I hadn’t thought, going into it, that I’d want to do any Words Crush Wednesday posts from John Locke’s Second Treatise of Government, but I was wrong. (There’s actually going to be one next week, too. Or possibly next month. Depends if I decide to do double-post Wednesdays in April, or if I just put these off until May. So it’ll probably actually depend on if I can find any good quotes for what I’ve decided to do for each Wednesday’s topic in the April A-to-Z.)
Uh, anyway, moving on to the quote, it’s the beginning of Chapter VI of the Second Treatise. (And because it was always in English, no translator was required! Yay! Though it was edited to have modern spellings…which is for the best, really.
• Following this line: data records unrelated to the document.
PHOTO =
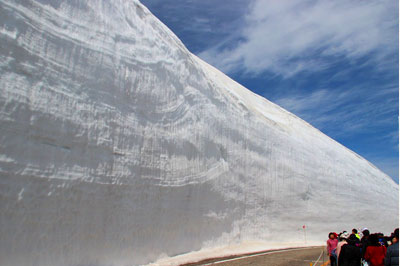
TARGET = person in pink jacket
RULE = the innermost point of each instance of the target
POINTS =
(331, 245)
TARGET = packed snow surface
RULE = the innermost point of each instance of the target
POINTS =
(120, 147)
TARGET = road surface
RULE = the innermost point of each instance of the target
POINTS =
(315, 256)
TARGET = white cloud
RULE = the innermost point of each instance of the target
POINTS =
(287, 37)
(344, 112)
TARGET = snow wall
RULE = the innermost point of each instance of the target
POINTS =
(118, 146)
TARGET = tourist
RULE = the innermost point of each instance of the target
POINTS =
(375, 252)
(392, 254)
(331, 245)
(342, 241)
(364, 241)
(350, 254)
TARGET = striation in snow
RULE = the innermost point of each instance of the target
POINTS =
(120, 147)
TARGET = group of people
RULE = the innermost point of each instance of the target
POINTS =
(362, 248)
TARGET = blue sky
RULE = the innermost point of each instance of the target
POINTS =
(332, 63)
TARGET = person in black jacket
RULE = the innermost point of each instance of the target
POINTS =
(392, 254)
(350, 254)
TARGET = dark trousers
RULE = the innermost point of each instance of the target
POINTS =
(333, 260)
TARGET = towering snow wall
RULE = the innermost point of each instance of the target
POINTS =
(119, 146)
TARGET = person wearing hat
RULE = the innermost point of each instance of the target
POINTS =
(392, 254)
(350, 254)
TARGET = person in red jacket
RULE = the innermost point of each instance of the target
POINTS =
(331, 245)
(375, 253)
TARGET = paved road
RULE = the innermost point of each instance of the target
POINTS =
(289, 257)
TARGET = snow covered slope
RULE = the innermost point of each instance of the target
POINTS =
(118, 147)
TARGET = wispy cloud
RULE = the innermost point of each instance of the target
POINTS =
(288, 37)
(342, 112)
The Hobbes reading hadn’t been so edited, and it was really distracting.)
It may perhaps be censured as an impertinent criticism, in a discourse of this nature, to find fault with words and names that have obtained in the world; and yet possibly it may not be amiss to offer new ones when the old are apt to lead men into mistakes, as this of ‘paternal power’ probably has done, which seems so to place the power of parents over their children wholly in the father, as if the mother had no share in it; whereas, if we consult reason or revelation, we shall find she has an equal title.
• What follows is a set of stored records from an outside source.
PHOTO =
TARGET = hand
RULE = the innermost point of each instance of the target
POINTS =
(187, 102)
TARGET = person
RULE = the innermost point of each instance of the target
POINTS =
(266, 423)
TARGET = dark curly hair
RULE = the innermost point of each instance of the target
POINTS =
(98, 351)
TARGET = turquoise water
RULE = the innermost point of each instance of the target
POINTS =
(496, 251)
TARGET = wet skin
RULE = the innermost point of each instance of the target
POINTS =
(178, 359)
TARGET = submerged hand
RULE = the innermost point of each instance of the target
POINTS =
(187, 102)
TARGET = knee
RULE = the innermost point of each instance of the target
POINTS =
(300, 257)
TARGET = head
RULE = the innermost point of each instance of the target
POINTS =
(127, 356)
I just loved the fact that he acknowledged the full rights of the mother as equal to the father. (Technically speaking, in some ways I think the mother should have more rights, since she’s the one lugging the kids around inside her womb for all that time, but…that’s beside the point. The point is that Locke (1632-1704) was actually giving women some rights, which was not exactly something with a lot of precedent at the time.)